Published 22 Feb 2017 in cond-mat.mes-hall | (1702.06992v1)

Abstract: Process-related and stress-induced changes in threshold voltage are major variability concerns in ultra-scaled CMOS transistors. The device designers consider this variability as an irreducible part of the design problem and use different circuit level optimization schemes to handle these variations. In this paper, we demonstrate how an increase in the negative steepness of the universal mobility relationship improves both the process-related (e.g., oxide thickness fluctuation, gate work-function fluctuation), as well as stress-induced or reliability-related (e.g., Bias Temperature Instability or BTI) parametric variation in CMOS technology. Therefore, we calibrate the universal mobility parameters to reflect the measured variation of negative steepness in uniaxially strained CMOS transistor. This allows us to study the extent of (process-related and stress-induced parametric) variation resilience in uniaxial strain technology by increasing the negative steepness of the mobility characteristics.

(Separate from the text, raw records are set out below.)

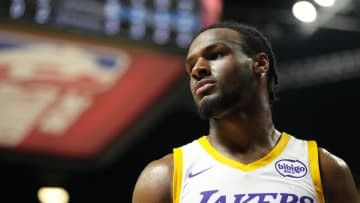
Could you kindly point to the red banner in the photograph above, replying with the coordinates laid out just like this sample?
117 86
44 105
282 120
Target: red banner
70 98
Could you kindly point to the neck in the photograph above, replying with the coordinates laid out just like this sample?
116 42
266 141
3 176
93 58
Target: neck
244 131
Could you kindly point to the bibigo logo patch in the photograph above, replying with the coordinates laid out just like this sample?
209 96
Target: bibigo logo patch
291 168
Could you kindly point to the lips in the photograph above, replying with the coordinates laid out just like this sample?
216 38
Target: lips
203 86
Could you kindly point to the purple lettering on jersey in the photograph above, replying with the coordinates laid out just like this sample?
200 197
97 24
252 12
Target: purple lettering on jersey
212 196
291 168
206 195
288 198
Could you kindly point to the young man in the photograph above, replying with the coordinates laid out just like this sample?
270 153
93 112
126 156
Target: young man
243 159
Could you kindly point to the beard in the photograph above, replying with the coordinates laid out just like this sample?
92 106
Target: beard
212 106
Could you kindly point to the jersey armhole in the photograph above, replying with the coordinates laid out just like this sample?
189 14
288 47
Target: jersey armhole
315 169
177 174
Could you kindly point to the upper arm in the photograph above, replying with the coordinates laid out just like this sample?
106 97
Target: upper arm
154 184
337 180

Thus, we show that variability analysis in strained CMOS technology must consider the presence of self-compensation between mobility variation and threshold voltage variation, which leads to considerable amount of variation resilience. Finally, we use detailed circuit simulation to stress the importance of accurate mobility variation modeling in SPICE analysis and explain why the variability concerns in strained technology may be less severe than those in unstrained technology.